Bit.Simila

A project for string similarities.


Keywords
Bit, Similia, string-similarity, string-distance, string-matching
License
MIT
Install
Install-Package Bit.Simila -Version 0.0.1

Documentation

Introducing Simila

Are Color and Colour equal? No!

if ("Color" == "Coluor")
   // Always false

if ("The Candy Shop" == "The Kandi Schap")
   // Always false

But they are Similar in Simila!

if (simila.AreSimilar("Color", "Colour"))
   // It's true now!

if (simila.AreSimilar("The Candy Shop", "The Kandi Schap"));
   // It's true now!

How to use

Using Simila is easy.

First of all, install Bit.Similia nuget package.

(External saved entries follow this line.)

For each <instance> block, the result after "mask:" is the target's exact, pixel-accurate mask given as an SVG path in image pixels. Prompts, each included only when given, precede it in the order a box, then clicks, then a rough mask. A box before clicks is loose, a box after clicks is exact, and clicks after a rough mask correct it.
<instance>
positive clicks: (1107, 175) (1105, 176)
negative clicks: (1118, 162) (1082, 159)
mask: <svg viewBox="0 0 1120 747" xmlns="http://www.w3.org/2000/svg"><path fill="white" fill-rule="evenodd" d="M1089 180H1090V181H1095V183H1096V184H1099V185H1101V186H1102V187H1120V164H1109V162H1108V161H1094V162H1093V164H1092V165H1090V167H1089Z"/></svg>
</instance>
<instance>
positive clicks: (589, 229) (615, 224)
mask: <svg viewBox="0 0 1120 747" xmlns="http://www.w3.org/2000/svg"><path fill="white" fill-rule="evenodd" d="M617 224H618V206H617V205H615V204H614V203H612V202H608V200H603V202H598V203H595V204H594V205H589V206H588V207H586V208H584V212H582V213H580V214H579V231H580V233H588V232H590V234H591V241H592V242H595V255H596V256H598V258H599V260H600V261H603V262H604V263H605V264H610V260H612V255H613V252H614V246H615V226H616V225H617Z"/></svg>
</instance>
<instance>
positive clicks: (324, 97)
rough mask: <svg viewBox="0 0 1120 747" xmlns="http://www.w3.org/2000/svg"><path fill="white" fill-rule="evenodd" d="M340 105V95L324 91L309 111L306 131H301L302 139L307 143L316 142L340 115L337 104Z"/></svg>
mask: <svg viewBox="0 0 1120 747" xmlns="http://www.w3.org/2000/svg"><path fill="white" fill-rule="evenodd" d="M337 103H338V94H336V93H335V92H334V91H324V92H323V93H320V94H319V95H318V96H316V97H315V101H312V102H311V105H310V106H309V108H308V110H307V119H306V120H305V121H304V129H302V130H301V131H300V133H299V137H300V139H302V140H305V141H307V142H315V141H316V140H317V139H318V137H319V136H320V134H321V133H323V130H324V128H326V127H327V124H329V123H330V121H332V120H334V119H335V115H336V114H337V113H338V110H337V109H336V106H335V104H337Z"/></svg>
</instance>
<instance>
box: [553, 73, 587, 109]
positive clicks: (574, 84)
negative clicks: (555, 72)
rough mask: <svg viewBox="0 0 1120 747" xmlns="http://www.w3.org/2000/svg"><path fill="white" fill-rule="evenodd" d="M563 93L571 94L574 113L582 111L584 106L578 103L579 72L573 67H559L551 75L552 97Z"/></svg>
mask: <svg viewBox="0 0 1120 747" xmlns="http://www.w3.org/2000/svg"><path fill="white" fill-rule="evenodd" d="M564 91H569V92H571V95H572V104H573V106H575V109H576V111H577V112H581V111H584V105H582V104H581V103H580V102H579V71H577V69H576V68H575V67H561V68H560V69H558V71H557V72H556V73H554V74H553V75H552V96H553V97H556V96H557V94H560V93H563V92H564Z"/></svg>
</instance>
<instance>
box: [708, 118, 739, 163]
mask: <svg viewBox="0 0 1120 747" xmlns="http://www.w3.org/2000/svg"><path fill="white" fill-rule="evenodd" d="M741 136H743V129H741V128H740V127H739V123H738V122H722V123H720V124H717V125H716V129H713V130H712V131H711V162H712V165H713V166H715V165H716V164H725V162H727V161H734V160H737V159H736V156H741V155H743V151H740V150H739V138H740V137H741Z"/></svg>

var simila = new Simila();

// Comparing Words
Assert.IsTrue(simila.AreSimilar("Lamborghini", "Lanborgini"));


// Comparing Expressions
Assert.IsTrue(simila.AreSimilar("Lamborghini is some great car", "Lanborgini is some graet kar"));

Setting Similarity Treshold

You can check similarities with desired Treshold: This an easy going similarity checker:

// Accepts as similar if their at least 50% similar.
var similaEasy = new Simila() { Treshold=0.5 };
// considered as similar.
Assert.IsTrue(similaEasy.IsSimilar("Lamborghini", "Lanborgni"));

and this is a tough one:

// Accepts as similar if their at least 80% similar.
var similaHard = new Simila() { Treshold=0.8 };
// considered as NOT similar!
Assert.IsFalse(similaEasy.AreSimilar("Lamborghini", "Lanborgni"));

Simila knows typical mistakes

You know that Car is more similar to Kar than to Nar, because C and K are more mistakable than C and N. Also Color is more similar to Colour than "Kolor". Simila is aware of common mistakes.

Also, Simila lets you to train her.

We studied lots of similarity scenarios in business applications and tried to design Simila as a good answer for these business scenarios.